Pequim, 21 (AE-AP) - Apesar de pedidos do enviado especial norte-americano Richard Holbrooke para que Taiwan e China resolvam suas diferenças pacificamente, Pequim informou nesta terça-feira (21) que a China nunca negociaria com um partidário da independência da ilha.
Em duas horas de conversa com o ministro de Relações Exteriores Tang Jiaxuan, Holbrooke disse que não apenas pediu aos dois governos rivais para que negociem, mas também repetiu o apoio dos Estados Unidos à posição de Pequim segundo a qual Taiwan e o restante do território chinês fazem parte de "uma China".
Ignorando os passos dados em Taiwan com relação a uma aproximação, o primeiro-ministro chinês, Zhu Rongji, afirmou hoje que Pequim nunca negociará com partidos nem indivíduos que defendam a independência de Taiwan.
O presidente chinês, Jiang Zemin, exigiu hoje que Taiwan reconheça primeiro que é parte inseparável da China, como requisito para a retomada de negociações.
Jiang também voltou a criticar o apoio dado pelos Estados Unidos à ilha. "Taiwan é um obstáculo ao desenvolvimento das relações sino-americanas. E Taiwan é um assunto interno da China", disse o presidente chinês ao receber Holbrooke, embaixador dos EUA nas Nações Unidas.

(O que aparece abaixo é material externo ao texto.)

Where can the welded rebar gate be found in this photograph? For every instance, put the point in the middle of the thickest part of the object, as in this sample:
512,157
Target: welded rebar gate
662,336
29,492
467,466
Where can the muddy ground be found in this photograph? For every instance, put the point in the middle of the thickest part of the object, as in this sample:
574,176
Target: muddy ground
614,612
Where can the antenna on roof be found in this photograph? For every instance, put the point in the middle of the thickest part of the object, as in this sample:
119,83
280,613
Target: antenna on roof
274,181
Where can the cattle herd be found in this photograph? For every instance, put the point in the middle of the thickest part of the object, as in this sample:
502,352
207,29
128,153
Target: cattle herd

Ainda hoje, o Parlamento de Taiwan revogou uma proibição de cinco décadas ao comércio direto, ao transporte e aos serviços postais com a China, o que abre o intercâmbio entre as ilhas taiwanesas e as cidades continentais do país mais povoado do mundo.
Este foi o primeiro gesto concreto de boa vontade de Taiwan após as eleições presidenciais de sábado, vencidas pelo candidato da oposição, Chen Shui-bian, do Partido Democrático Progressista (DPP).

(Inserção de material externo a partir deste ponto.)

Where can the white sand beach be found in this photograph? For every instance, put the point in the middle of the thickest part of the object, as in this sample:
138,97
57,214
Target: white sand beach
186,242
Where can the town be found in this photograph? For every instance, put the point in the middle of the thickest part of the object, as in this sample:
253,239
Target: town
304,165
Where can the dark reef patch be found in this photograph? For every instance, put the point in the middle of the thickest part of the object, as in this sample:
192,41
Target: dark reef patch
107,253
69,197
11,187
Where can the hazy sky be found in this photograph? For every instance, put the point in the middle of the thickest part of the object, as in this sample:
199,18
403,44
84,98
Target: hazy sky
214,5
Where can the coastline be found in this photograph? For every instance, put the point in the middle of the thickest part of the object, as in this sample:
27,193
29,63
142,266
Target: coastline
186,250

Um porta-voz do Parlamento disse que os vínculos diretos serão permitidos nas ilhas que rodeiam Taiwan (Quemoy, Matsu e Penghu) e nas cidades do outro lado do estreito, como Xiamen e Mawei.
As ilhas, fortificadas, são a primeira linha de defesa de Taiwan contra a China, apesar de um florescente contrabando entre elas e o continente.
A decisão de levantar a proibição foi aprovada em uma sessão normal do Parlamento, ainda dominado pelos deputados do Partido Nacionalista (Kuomintang), cujo candidato, Lien Chan, foi derrotado nas eleições. A medida não necessita de aprovação do governo.
Há tempos a China vinha pressionando pelo comércio direto e os vínculos de transporte, mas o governo nacionalista resistia temendo que a segurança de ilha pudesse ver-se ameaçada se sua economia se integrasse com a do continente.
Grande parte do comércio e dos investimentos entre Taiwan e a China é realizado por meio de Hong Kong. Os líderes empresariais de Taiwan elogiaram a medida como o primeiro passo para uma abertura mais ampla.
Nesse sentido, a Bolsa de Taiwan fechou hoje em alta de 5,5%, após ter perdido na segunda-feira 2,6%. O índice Taiex ganhou 468,43 pontos e estabeleceu-se no fechamento em 9.004,48.
Segundo o analista Yu Yin-kai, os investidores, que no princípio temiam que a China reagisse duramente à vitória da oposição taiwanesa, agora acham que a situação não é tão grave.
O Partido Democrático Progressista, buscando acalmar a tensão criada com com Pequim após sua vitória presidencial, está considerando mudar sua mais provocativa posição, a que defende a criação da "República de Taiwan", informaram membros do partido.
A proposta será discutida por altos líderes do DPP hoje, informou o deputado Chen Zau-nan. Outro político declarou que a proposta é tão polêmica que provavelmente será adiada pelo menos até a posse de Chen Shui-bian, em 20 de maio.